La famille Caillebotte, de riches parisiens à la campagne
M. Martial Caillebotte fait du domaine yerrois l’une de leurs résidences d’été, loin des grands travaux du Baron Haussmann transformant Paris : dès 1860, il fait construire de nouvelles fabriques (chapelle romano-gothique, chalet suisse, volière en rotonde), agrandit le jardin potager, construit au bord de l’eau un petit lavoir privé et un très bel embarcadère couvert en tuiles, il embellit le parc de corbeilles et d’allées fleuries, le tout très bien entretenu par cinq jardiniers.
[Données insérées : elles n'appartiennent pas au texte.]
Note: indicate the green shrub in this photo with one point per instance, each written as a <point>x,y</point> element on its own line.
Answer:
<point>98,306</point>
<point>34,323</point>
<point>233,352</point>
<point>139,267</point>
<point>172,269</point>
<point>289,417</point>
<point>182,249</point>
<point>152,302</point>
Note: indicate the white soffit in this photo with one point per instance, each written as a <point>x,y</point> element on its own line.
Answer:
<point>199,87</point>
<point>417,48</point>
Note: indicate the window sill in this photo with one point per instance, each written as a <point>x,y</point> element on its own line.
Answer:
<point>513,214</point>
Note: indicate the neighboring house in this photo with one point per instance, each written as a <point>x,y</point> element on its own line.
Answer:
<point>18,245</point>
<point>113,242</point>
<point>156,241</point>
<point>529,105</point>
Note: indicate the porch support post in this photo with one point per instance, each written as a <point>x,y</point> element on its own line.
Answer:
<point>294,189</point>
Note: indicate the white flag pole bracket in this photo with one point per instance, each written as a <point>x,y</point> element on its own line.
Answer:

1879 : après la mort de leur père en 1874, de leur mère en 1878, Alfred, Gustave et Martial Caillebotte vendent la propriété yerroise à des parisiens M et Mme Dubois.
- 1963 : Madame Dubois fille vend à M. Paul Chaslin, directeur de la société GEEP qui construit des bâtiments scolaires. Celui-ci entretient le parc et procède à une extension des bâtiments de la Ferme Ornée, qui abritent aujourd’hui le Centre d’Art et d’Expositions.
- 1971 : suite à un règlement judiciaire de la Société GEEP Industries, et dans le cadre d’un projet immobilier, la commune de Yerres fait l’acquisition, au franc symbolique, en 1973 de l’ensemble du domaine.
Elle fait classer la plus grande partie en 1975, puis en 1993, les principaux bâtiments et fabriques sont inscrits sur l’Inventaire Supplémentaire des Monuments Historiques. - Depuis 1995, la commune de Yerres s’emploie à réhabiliter ce patrimoine exceptionnel.
- 2012 : La Propriété est labellisée « Maison des Illustres » par le ministère de la Culture.
Les fabriques d’ornementation (Casin, Orangerie, Kiosque et Glacière), témoins de l’aménagement du domaine conçu alors comme un jardin à l’anglaise, ont été progressivement restaurées.
Le parc, pour sa part, a bénéficié du talent du paysagiste Louis Benech, qui l’a replanté et a restitué les pièces d’eau.
Le potager, entretenu avec passion par une association yerroise, a été agrandi en 2011, mais ne représente qu'un tiers de sa surface d’origine. Le peintre aimait y cultiver fleurs et fruits.
Gustave Caillebotte est connu pour avoir été un grand mécène. Aussi la ville a souhaité que sa propriété accueille un Centre d’Art et d’Expositions ouvert aux artistes contemporains.